Participating Carequality members will be able to subscribe to the CommonWell record locator service. A pilot test will begin in the first half of 2017.

Sometime before mid-2017, one of the greatest divides in health IT today will start to be bridged.

Communities supporting two of the leading HIT data exchange networks, managed by CommonWell Health Alliance and Carequality, will begin participating in pilot programs to bring each network's most compelling service to members of the opposite network, according to a joint announcement this month.

Participating Carequality members will be able to subscribe to the CommonWell record locator service, previously available only to members of CommonWell, or to its clients and customers. Access to the patient-matching technology returns a variety of results based on the patient name specified in the request.

Conversely, CommonWell participants will be able to begin sending directed health information exchange queries to systems supporting the Carequality Interoperability Framework, in order to receive relevant documents for a designated patient at a designated setting of care.

Full deployment of both services will arrive near the end of 2017 or in early 2018, officials say.

Company officials noted that each service is opt-in, but that once providers opt in, they will be obligated to "share and share alike" and respond to queries from other participating providers as they would expect those providers to respond to their own queries.

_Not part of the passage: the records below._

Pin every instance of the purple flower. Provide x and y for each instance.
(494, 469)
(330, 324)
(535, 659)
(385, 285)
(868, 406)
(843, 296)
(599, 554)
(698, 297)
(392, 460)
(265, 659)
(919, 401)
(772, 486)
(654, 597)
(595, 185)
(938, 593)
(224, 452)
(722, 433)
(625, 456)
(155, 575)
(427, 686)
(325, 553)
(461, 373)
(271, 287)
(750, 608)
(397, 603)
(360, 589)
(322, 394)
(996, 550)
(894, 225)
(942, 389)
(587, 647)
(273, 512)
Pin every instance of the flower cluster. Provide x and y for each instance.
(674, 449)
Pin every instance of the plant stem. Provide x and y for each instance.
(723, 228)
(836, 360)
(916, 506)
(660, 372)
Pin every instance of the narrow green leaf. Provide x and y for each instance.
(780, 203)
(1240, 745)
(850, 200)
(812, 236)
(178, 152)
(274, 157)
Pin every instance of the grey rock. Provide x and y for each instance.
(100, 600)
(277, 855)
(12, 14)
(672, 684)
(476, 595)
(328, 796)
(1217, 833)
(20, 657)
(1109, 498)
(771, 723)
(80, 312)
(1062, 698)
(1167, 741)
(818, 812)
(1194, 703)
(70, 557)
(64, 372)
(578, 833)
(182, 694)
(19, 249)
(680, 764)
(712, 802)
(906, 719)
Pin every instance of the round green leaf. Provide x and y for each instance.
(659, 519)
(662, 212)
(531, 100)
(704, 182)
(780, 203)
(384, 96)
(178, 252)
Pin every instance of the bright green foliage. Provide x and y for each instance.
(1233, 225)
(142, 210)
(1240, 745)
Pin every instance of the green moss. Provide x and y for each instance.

Previous Roadblocks Thwarted Interoperability
CommonWell, formed in 2012 by Cerner, athenahealth, and other EHR and HIT vendors—but with the notable exception of Epic—was followed by the activation in mid-2016 of Carequality.

The Carequality framework encompassed Epic, eClinicalWorks, athenahealth and a variety of other HIT vendors.

The technical terms of the agreement require CommonWell to build an equivalent version of its record locator service for Carequality, and to link the two into a single service capable of querying and retrieving those records. CommonWell will also add query and retrieve capabilities to enable it to do so against Carequality-affiliated data sources.

These new services will require little or no modification to EHR and other HIT software provided it is already connected to their respective networks, company officials say.

"In terms of this agreement, I don't see any kind of new work that our members will have to think about, from a policy or from a technology standpoint," says Jitan Asnaani, executive director of CommonWell.

Asnaani notes that Carequality members who opt to subscribe to CommonWell's record locator service will pay a fee, but he says these fees will be "fair and even costs to help us bear the burden of whatever load they bring as they subscribe to our record locator service."

In the case of EHR vendors who choose subscribe to the record locator service, Asnaani says CommonWell will pass whatever the cost of these subscriptions on to its customers.

Many Health Info Exchange Gaps to Persist
Due to the opt-in nature of services offered by those who are members of either group, just because the interconnected services begin in 2017 does not necessarily erase all gaps in connectivity between providers, Asnaani notes.

"If you are participating in the exchange via Carequality, you are expected to share with anyone else," says Dave Cassel, director of Carequality.

"So to the extent that participants of CommonWell opt to participate through CommonWell and Carequality activities, they will have access to all the other participants, and the other participants will have access to them."

"I have not seen any cases yet where a vendor can force their clients to opt in," he says.

In addition to the two services highlighted in the joint announcement, CommonWell and the Sequoia Project, the nonprofit parent under which Carequality operates, have agreed to explore additional collaboration opportunities in the future.

Scott Mace is the former senior technology editor for HealthLeaders Media. He is now the senior editor, custom content at H3.Group.